2. Sizi Tamamlamasını Beklemekten Vazgeçin
En büyük yapılan hatalardan ve yine bize yıllardır, öğretilen bir yanlış söylem yada yanlış anlaşılan diyelim; ”Bir elmanın yarısı” yada ”Beni tamamlayacak diğer yarım” cümlelerini hayatımıza geçirmeye çalışmak ve hep bizi tamamlayacak eş beklentisidir. Oysaki önemli olan sizin eksikliklerinizi tamamlama yada eksik kalan yanınızın sorumluluğunu başkasına yükleme değildir mesele… Asıl çözüm ”Önce tam biri olmaktır” . Gerçek şu ki kendi içinde kendi ile doyum halinde olmayan, kendinden memnuniyetsiz birini kimse tamamlayamaz. O yüzden önce siz tam olmayı deneyin. O zaman göreceksiniz, eşinizde istediğiniz gibi tam olacaktır. Sevgili Bülent Gardiyanoğlu’nun dediği gibi; ”İki Tam Bir Tek Olun”
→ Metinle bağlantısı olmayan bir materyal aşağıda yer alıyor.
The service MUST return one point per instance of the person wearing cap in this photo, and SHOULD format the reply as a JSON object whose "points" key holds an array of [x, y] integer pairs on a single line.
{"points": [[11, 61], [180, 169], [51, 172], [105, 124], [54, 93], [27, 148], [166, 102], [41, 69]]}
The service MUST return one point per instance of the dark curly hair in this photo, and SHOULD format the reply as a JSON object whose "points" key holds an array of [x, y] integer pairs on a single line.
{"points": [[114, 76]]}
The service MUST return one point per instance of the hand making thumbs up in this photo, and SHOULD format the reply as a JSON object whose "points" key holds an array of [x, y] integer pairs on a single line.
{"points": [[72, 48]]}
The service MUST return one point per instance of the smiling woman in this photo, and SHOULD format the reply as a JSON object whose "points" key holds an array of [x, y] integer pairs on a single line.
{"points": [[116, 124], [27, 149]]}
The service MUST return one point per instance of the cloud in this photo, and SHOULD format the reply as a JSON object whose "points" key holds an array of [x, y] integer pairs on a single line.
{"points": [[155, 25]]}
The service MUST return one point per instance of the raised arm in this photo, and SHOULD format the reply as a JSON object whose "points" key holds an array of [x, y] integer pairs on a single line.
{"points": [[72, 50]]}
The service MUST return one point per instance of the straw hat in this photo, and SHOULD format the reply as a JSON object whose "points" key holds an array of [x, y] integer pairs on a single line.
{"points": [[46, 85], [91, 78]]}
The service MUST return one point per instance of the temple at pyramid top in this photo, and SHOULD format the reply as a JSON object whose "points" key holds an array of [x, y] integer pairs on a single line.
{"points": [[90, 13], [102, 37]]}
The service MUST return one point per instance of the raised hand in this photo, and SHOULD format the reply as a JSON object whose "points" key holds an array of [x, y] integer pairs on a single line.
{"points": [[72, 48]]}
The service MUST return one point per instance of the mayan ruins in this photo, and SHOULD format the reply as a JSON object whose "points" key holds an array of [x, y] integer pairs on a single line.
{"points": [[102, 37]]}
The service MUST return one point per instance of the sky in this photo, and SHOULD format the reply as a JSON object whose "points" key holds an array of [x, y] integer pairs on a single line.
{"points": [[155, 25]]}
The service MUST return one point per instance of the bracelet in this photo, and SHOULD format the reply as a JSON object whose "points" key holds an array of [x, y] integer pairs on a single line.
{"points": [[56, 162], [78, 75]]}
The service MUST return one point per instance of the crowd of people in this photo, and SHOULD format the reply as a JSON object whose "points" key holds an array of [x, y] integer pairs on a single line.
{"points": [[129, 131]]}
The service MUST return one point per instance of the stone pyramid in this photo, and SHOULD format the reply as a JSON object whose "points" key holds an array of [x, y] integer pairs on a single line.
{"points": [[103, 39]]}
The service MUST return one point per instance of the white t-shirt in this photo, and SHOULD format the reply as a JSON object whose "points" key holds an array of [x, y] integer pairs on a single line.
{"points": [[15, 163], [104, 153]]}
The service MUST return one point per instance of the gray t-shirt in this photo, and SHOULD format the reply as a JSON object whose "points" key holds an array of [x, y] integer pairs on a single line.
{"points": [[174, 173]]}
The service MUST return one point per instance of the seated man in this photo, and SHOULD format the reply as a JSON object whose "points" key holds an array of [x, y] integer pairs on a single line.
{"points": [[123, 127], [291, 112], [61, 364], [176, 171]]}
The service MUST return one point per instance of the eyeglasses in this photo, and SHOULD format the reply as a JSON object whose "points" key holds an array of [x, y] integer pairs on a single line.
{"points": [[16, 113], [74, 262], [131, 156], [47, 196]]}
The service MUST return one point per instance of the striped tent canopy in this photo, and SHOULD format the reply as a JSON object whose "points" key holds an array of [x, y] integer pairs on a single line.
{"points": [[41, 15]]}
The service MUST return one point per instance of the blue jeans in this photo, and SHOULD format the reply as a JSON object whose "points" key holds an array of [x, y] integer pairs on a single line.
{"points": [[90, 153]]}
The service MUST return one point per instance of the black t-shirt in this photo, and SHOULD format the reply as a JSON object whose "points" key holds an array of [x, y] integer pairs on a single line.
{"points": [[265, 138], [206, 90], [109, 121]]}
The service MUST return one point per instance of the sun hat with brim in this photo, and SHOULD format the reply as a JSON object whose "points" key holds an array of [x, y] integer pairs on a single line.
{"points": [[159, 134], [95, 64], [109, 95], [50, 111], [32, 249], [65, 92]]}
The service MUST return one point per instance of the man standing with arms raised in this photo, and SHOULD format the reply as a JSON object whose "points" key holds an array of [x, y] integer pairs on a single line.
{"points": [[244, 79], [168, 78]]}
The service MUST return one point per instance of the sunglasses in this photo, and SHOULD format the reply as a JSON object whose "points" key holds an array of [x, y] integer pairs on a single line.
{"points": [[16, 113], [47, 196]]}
İlişki sizi tamamlamasını istediğiniz mükemmel kişiyi bulmaktan ibaret değil, önemli olan birbirinizi tanımak ve birbirinizden bir şeyler öğrenmektir. Hatta farklı yönlerinizle birbirinize destek olmak. Ama bir tamamlayıcı aramak değildir.
3. Zor Aşk Gerçektir, Düşüncesinden Vazgeçin;
Yine yıllardır okuduğumuz aşk hikayeleri var değil mi? Mecnun Leyla’sı için dağ bayır gezmiş, Kerem Aslı için dağları delmiş, Ferhat ile Şirin, Yusuf ile Züleyha ve daha niceleri. Ortak olan nokta ise; Gerçek aşk o kadar güçlüdür ki, önünüze çıkan her engeli ve zorluğu kolayca aşabilirsiniz ya da aşmalıdır. Evet pek çoğumuza göre gerçek aşk zor olmalıdır imkansız olmalıdır ve aşık bunları kolayca aşmalıdır. Kişiler bundan sebep herhangi bir zorluk ya da çatışma yaşadıklarında, ilişkilerinde problem aramaya başlayıp, birbirlerine olan sevgilerini sorguluyorlar.
Olayı zorlaştırmaya ve yeni destanlar yazma çabasına gerek yok. Her zaman aşk zor değildir. Zor olmalı diye bir kuralda yok. Aslına bakarsanız bir ilişkinin yada aşkın gerçek olduğunu anlamak istiyorsanız, sevgi ile yaratılan kainata bakın . Orada hiç bir şey zoraki değil, hiçbir şey için ekstra çaba harcanmıyor, ne güneş doğmakta zorlanıyor, ne gece ay onun yerine geçmekte, ne dünya dönmekte zorlanıyor, ne mevsimler değişmekte, yani gerçek olan hiçbir yaratılan şey akışını sürdürmekte zorluk çekmiyor. O zaman gerçek aşk da kişileri zorlamamalı, depresyonlar, afakanlar yaratmamalı. Huzur vermeli ve çok doğal olarak akışına devam etmeli.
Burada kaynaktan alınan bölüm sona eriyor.